I recently read an important article by ThinkingHumanity.com on what highly confident people DON’T do to achieve their success in business. These principles apply just the same to successful traders.

Here are five trading lessons I picked out from that article that confident traders don’t do

“They don’t avoid doing the scary thing”

Highly confident traders don’t take the easy road. They know that the things that are scary to do, are often what’s needed to succeed as a trader.
For example… When a trade is going your way, the easy thing to do is to get out of the trade for a small and premature profit.

The scary thing to do, however… is to hold onto the trade until it hits your take profit level, knowing it could turn around and hit your stop loss.

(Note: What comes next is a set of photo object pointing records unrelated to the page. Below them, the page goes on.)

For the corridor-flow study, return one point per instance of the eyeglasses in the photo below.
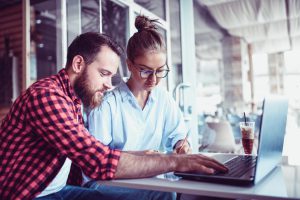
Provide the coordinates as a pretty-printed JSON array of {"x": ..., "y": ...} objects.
[{"x": 160, "y": 73}]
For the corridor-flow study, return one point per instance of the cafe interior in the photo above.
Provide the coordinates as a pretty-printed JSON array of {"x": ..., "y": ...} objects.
[{"x": 225, "y": 56}]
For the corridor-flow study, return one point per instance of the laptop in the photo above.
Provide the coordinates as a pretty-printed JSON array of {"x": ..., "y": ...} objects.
[{"x": 253, "y": 168}]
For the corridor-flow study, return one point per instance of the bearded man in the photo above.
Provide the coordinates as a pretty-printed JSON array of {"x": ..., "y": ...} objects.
[{"x": 44, "y": 146}]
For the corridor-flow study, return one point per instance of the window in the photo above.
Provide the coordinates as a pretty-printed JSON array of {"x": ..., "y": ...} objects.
[{"x": 115, "y": 24}]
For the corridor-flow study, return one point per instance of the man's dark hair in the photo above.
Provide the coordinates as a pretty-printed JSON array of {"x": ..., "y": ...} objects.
[{"x": 88, "y": 45}]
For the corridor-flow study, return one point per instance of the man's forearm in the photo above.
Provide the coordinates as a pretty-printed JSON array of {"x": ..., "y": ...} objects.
[{"x": 139, "y": 166}]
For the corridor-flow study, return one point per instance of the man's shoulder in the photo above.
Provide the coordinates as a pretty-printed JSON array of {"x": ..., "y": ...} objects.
[{"x": 46, "y": 86}]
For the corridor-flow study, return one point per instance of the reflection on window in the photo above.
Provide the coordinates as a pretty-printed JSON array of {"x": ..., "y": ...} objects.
[
  {"x": 176, "y": 41},
  {"x": 158, "y": 7},
  {"x": 42, "y": 39},
  {"x": 115, "y": 24},
  {"x": 90, "y": 16}
]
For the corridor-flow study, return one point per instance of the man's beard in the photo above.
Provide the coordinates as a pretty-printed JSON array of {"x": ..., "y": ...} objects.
[{"x": 89, "y": 97}]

“They don’t live in a bubble of comfort”

Taking a loss is probably one of the hardest things you can do as a trader. You simply don’t want to be wrong. So often I see, novice traders ignore their stop loss rule and keep holding a trade even though its going against them. This gives them some form of comfort knowing they aren’t wrong yet as they’re still holding onto their trade.

When you hold onto a loser, you feel like you still have hope and comfort with the trade. But you’re fooling yourself.

Make sure you don’t ignore a stop loss. Rather take a small hit now than a bigger one later.

“They don’t obsess over the opinions of others”

When you have a proven trading strategy, with rules, everything else doesn’t matter. Don’t worry about what Bloomberg, your friends or news articles are saying about local or international markets. These external opinions have nothing to do with the performance of your trading strategy. If it did, then you would have included them into the rules.

So instead, follow your strategy as it is and forget the rest.

“They don’t need constant reassurance”

Confident people aren’t in need of hand holding. You don’t need to ask anyone their opinion on what they think about your current trading positions.
Remember, when you have a trading strategy with proven results – YOU KNOW BETTER.

“They don’t quit because of minor set-backs”

When incurring losses after a losing streak, confident traders keep at it. A confident trader will first lower their risk per trade from say 2% down to 1%.
They’ll then re-analyse and go over their trading strategy again to see why the trading strategy isn’t performing as well as they expected it to.

Confidence comes with independence, the more you have your trading strategy in order, tried and tested – the more confident you’ll be as a trader for your financial future.